Immer wieder ist zu hören, dass die deutsche Jugend verroht. Eine aktuelle Studie zeigt jedoch das Gegenteil. Die Gewalt unter Schülern in Deutschland sinkt. Den Grund sehen Experten vor allem darin, dass auch in Familien die Gewalt abnimmt. Winnenden sei nicht repräsentativ für die Jugendgewalt in Deutschland.

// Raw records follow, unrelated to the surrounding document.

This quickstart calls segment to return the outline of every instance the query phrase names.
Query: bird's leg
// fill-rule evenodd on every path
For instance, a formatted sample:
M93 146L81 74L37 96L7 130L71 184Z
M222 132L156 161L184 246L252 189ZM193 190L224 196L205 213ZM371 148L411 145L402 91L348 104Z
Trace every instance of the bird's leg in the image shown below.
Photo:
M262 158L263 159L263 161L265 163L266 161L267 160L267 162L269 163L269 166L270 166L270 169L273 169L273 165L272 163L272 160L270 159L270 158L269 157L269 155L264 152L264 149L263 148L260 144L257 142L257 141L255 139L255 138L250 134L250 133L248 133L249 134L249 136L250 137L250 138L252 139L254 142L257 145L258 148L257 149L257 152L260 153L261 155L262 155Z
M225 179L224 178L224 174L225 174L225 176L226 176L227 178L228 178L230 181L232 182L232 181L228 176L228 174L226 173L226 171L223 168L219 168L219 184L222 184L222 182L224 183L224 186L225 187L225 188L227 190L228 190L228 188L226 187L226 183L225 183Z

Spätestens nach dem Amoklauf von Winnenden ist das Thema Gewalt unter Jugendlichen wieder aktuell geworden. Eine neue Studie des Kriminologischen Forschungsinstituts Niedersachsen zeigt jedoch: Die Gewalt unter Schülern in Deutschland steigt nicht mehr oder sinkt sogar leicht.
Ein Vergleich von acht Städten ergab, dass von 1998 bis heute die Quote der Jugendlichen, die im Jahr vor der Befragung mindestens eine Gewalttat begangen haben, in keiner Stadt gestiegen und zumeist sogar beträchtlich gesunken ist. Die Quote lag vor zehn Jahren zwischen 17,3 und 24,9 Prozent, in den Jahren 2005 bis 2008 aber nur noch zwischen 11,5 und 18,1 Prozent.
Innenminister Schäuble sagte, dies seien „ermutigende Verbesserungen“. Zum Amoklauf von Winnenden mit 16 Toten sagte Schäuble, dieser sei nicht repräsentativ und nicht typisch für die Jugendgewalt in Deutschland. Die Bundesregierung werde den Fall aber prüfen und daraus alle notwendigen Schlussfolgerungen ziehen.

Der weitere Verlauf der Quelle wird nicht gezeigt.